For cats, we require the FVRCP vaccination the same frequency as your veterinarian does, every year or up to three years.

Good Air System
The second way we help protect our guests is by using a sophisticated, multi-faceted air system. Our HVAC units push in climate-controlled air using hospital-grade filters. These filters are replaced on a strict 4-week cycle, shorter than the manufacturer suggests. Swamp coolers in our main kennel areas bring in fresh air from outside at multiple times per hour, pushing the older air out. Furthermore, the disinfectant we use is effective against these pathogens on surfaces.

No Sick Pets
Just like schools do not accept sick children, we do not accept sick pets. Any pet entering our facility that has obvious signs of canine cough or URI (or any other communicable disease, for that matter) will be turned away. Fortunately, it is rare.

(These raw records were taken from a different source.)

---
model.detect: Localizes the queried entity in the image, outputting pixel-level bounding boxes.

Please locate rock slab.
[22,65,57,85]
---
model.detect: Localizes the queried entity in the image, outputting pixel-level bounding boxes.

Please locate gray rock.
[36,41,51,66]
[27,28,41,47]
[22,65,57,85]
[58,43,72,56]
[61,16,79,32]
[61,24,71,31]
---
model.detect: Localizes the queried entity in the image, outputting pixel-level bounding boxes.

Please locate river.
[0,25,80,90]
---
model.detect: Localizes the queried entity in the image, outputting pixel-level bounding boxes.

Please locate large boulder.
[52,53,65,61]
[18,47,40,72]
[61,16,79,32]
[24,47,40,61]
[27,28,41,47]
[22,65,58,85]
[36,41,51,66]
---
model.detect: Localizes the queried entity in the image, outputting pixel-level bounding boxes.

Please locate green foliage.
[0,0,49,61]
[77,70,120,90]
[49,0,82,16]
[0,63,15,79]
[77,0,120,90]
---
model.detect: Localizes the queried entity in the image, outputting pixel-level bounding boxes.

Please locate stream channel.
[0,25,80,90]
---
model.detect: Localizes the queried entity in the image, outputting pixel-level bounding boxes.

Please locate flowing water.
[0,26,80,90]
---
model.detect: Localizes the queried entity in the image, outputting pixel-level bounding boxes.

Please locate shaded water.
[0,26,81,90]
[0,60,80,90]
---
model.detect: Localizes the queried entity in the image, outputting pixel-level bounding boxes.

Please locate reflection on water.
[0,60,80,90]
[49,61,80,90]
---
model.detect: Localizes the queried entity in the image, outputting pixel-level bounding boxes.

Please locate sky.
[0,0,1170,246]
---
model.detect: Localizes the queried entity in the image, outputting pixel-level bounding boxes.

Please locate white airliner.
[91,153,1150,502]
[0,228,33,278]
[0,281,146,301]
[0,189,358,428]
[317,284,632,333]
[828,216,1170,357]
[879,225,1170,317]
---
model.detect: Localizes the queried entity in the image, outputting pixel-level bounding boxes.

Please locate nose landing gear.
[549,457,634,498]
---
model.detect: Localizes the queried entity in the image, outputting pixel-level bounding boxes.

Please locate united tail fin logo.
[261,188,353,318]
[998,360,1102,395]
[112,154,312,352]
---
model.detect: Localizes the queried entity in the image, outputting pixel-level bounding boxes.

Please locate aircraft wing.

No Pets Just Out Of Shelters
Animal shelters often have widespread issues with canine cough and URI. As animals come from unknown origins, it is incredibly difficult for shelters to be safe from these pathogens. Both URI and canine cough agents can incubate in a pet for 10 days after exposure. That means they can appear to be healthy as they leave the shelter and develop the disease days later. Because of that, we do not accept any pet recently out of the shelter. They must be in a normal home environment for 14 days to ensure they are not contagious.

Conclusion
Canine cough and URI are air-borne communicable diseases, making complete eradication impossible. Vaccinations, while incredibly effective, are not 100%. Factors such as age and stress level influence your pet’s immunity against the diseases.

Just like schools cannot control pupils catching colds or other communicable diseases, pet care facilities such as pet resorts do everything in their power to mitigate the chance of exposure and infection. If your cat contracts URI or your dog contracts canine cough, please know that it is a risk wherever you take your pet. It is not a sign that the facility is dirty or uncaring. High quality locations, such as ours, take these precautions to help protect guests. No one enjoys having a sick pet.